Double-Emmy-Award-Winning San Junipero follows a party girl determined to live life to the fullest without any emotional attachments – that is until she falls for another girl. Its writer, Charlie Brooker, is renowned for his dark story-telling, but San Junipero unexpectedly became one of the most uplifting queer love stories on TV.
When I recommended to my friend that we watch San Junipero because it was “awesome and gay”, she immediately refused. Each episode of Netflix’s sci-fi show Black Mirror explores a different dystopian universe, and the storylines are usually extraordinarily bleak and twisted. However, it wasn’t just that my friend didn’t fancy mediating on the grim realities of human nature at half nine on a Saturday night. She felt a wariness that many LGBT+ people feel before watching shows with LGBT+ characters.
“We are reminded again and again…that [the LGBT+ community] cannot lead healthy, fulfilling – and long – lives.”

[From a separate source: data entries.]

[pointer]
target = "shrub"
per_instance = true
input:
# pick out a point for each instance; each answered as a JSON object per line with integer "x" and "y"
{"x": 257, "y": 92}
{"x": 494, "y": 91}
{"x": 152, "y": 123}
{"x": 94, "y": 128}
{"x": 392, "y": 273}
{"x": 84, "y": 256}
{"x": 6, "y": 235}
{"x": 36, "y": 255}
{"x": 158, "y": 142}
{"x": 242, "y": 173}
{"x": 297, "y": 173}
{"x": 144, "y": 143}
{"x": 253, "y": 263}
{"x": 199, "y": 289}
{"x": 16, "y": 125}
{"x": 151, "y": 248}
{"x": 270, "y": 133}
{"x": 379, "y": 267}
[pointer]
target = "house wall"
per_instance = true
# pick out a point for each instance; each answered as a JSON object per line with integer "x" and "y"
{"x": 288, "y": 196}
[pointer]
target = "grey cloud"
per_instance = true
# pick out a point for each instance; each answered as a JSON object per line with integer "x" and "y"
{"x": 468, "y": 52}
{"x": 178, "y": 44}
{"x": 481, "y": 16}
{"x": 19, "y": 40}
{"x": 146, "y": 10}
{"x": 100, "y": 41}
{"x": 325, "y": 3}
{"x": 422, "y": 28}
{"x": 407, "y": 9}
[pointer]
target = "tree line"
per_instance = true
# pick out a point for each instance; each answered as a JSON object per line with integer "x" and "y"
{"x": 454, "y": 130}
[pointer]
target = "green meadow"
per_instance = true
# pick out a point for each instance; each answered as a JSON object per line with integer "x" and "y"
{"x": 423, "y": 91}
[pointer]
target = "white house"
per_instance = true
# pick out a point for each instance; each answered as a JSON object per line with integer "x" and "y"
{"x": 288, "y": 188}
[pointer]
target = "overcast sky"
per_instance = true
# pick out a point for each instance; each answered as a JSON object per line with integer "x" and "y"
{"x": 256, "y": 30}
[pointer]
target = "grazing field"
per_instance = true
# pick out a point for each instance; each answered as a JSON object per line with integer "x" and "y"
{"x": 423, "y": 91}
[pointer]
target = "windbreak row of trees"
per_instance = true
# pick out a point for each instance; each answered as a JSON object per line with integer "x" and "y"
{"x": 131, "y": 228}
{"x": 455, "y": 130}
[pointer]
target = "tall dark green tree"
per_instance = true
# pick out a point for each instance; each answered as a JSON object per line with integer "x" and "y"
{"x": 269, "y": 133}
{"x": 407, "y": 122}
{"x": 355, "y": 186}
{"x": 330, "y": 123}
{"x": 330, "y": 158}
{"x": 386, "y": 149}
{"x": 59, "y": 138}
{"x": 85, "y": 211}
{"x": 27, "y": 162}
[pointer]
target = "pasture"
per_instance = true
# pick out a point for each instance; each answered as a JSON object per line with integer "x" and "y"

On TV, LGBT+ people rarely have happy stories. They meet their ends so often that they have their own trope: ‘Bury Your Gays’. Queer weblog Autostraddle compiled a list of every lesbian and female bisexual character who died on TV. The list covers just over forty years. The number of deaths totals as 188. Yes, death is a fact of life, but let’s consider the tiny amount of LGBT+ representation currently on TV. GLAAD calculated that of the 881 regular characters expected to appear on primetime broadcast programming in the coming year, 35 (4%) identified as gay, lesbian, or bisexual. The number of LGBT+ characters that die is overwhelmingly disproportionate to the number on screen. This pattern of ‘Bury Your Gays’ has a troubling resonance. It perpetuates the tired and damaging message that LGBT+ people don’t have happy lives or happy endings.
Regularly, when me and my friend watch TV, we see ourselves either reduced to harmful stereotypes or painted as figures of tragedy. We are often presented as the butt of a joke, merely there for the straight audience’s amusement, or we are creatures who perpetually suffer. Who perpetually die. We are reminded again and again, by the media that we can consume, that we cannot lead healthy, fulfilling – and long – lives.
“We become entranced by the [episodes] music, the thump of INXS and Simple Minds and, also, by the sound of the ocean.”
San Junipero subverts this unhealthy message. It is set in a near-future reality where, after dying, people can upload their souls to a digital party town, San Junipero. The elderly and ill, once a week, can ‘sample’ this idea of heaven before they pass on. Death is key to the plot, and the story is not without its share of heartbreak. The two main female characters – Kelly (Gugu Mbatha-Raw) and Yorkie (Mackenzie Davis) – have both suffered through trauma. Kelly lost her daughter and Yorkie, after a car accident in her early twenties, is paralysed for life. The theme of San Junipero can be easily summarised as one of loss and how we, as humans, deal with it. However, it stands out from other LGBT+ media due to the way in which the bisexual Kelly and lesbian Yorkie are never defined by tragedy.
“The atmosphere of San Junipero is haunting and evocative, but it does not drag you down.”
These characters are written with respect. We watch a tenderly-crafted love story unfold between two girls, one set against a nostalgic 80s backdrop – so vivid and colourful you can almost feel the flashing neon lights on your skin and smell the hairspray of the over-the-top hair-dos. We become entranced by the music, the thump of INXS and Simple Minds and, also, by the sound of the ocean. Kelly and Yorkie kiss with the waves of the near-by ocean cresting and falling outside.
The atmosphere of San Junipero is haunting and evocative, but it does not drag you down. Kelly and Yorkie have their painful pasts, and San Junipero never glosses over them, but the writing offers the characters more than just suffering. It transcends the ‘Bury Your Gays’ trope. In San Junipero, Kelly and Yorkie find a place where they can both be themselves and love freely. They are given a second chance at love and life. San Junipero is a story of hope. Of better times to come. Something LGBT+ viewers are often told, by mainstream media, not to believe in.